2023 film by Tim Brown

The Retirement Plan is a 2023 American crime action comedy film directed and written by Tim Brown. It stars Nicolas Cage, Ron Perlman, Ashley Greene, Jackie Earle Haley, Grace Byers, Ernie Hudson, Lynn Whitfield, Joel David Moore and Thalia Campbell. It was released in the United States on September 15, 2023.

==Plot==
Ashley is acting as a getaway driver for her husband Jimmy and his friend. Following her husband's capture, Ashley and her young daughter, Sarah, must seek out Ashley's estranged widowed father, Matt, for help. Unable to buy a ticket for both of them, Ashley sends Sarah alone to her grandfather. Sarah finds Matt, who is living the life of a retired beach bum in the Cayman Islands. Soon Ashley is captured and the crime boss, Donnie, realizes that the evidence he is after is in the Cayman Islands. His lieutenant, Bobo, and the “General” are sent to track them down and retrieve the hard drive.

Things do not entirely work out as expected. Matt attacks and kills General and Bobo is the sole survivor. He gets away with Sarah and Matt’s truck. Bobo informs Donnie about the situation and Donnie advises him to lay low until he can get there. The more time Ashley spends with Matt, she realizes he has a secret past she knew nothing about.

Matt reaches out to Drisdale, his handler, to get more information about Donnie and his crew. After killing some more of Donnie's men, Matt reunites with his friend Joseph and learns that Donnie works for a woman called Hector. Donnie and his men attack Matt, Joseph, and Ashley but Matt takes out the men.

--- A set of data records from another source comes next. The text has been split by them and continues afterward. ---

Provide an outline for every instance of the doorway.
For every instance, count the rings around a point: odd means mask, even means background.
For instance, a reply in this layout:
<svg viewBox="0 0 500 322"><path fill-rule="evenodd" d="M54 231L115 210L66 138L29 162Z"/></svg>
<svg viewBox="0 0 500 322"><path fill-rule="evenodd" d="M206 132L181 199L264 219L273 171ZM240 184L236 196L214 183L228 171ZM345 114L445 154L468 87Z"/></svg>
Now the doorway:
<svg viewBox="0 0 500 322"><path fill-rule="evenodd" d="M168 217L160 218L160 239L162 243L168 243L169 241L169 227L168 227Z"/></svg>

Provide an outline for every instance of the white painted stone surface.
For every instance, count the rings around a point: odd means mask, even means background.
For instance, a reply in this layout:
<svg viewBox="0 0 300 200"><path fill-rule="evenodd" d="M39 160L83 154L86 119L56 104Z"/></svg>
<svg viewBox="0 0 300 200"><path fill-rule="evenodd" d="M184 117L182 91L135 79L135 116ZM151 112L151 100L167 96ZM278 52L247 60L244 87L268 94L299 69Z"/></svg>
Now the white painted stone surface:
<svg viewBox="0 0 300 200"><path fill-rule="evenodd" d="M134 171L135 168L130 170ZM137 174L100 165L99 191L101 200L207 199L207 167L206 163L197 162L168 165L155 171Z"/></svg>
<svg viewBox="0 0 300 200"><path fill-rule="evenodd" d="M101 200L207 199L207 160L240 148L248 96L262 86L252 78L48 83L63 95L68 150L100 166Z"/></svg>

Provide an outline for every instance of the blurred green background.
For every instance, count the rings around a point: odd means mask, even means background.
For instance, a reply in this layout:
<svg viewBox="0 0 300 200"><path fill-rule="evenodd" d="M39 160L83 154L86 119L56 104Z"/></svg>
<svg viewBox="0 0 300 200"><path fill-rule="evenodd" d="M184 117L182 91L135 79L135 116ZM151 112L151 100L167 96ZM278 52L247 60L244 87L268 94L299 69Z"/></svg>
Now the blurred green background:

Sarah manages to escape Bobo who is killed by Ashley but then Ashley and Sarah are captured by Donnie who takes them to Hector's compound. Matt attacks Hector's compound and kills everybody except Donnie and Hector. Donnie manages to capture Matt and shoots Hector but then is shot by Fitzsimmons who is then shot by Drisdale who figured out that Fitzsimmons was a mole (and killed Donnie to cover his tracks). Drisdale's boss arrives and takes the drive explaining it will be used to further his political career.

==Production==
Produced by William G. Santor, CEO of Productivity Media, and Nicholas Tabarrok, President of Darius Films, who have a multi-picture deal with the Cayman Islands local authorities. The film was shot on location in the Cayman Islands in 2021. The film was made for less than $20 million

==Release==
The Retirement Plan was released in the United States on September 15, 2023. It was previously set to be released on August 25, 2023.

== Reception ==
=== Box office ===
The film made $745,000 from 1,175 theaters in its opening weekend, the worst total ever for a Cage wide release.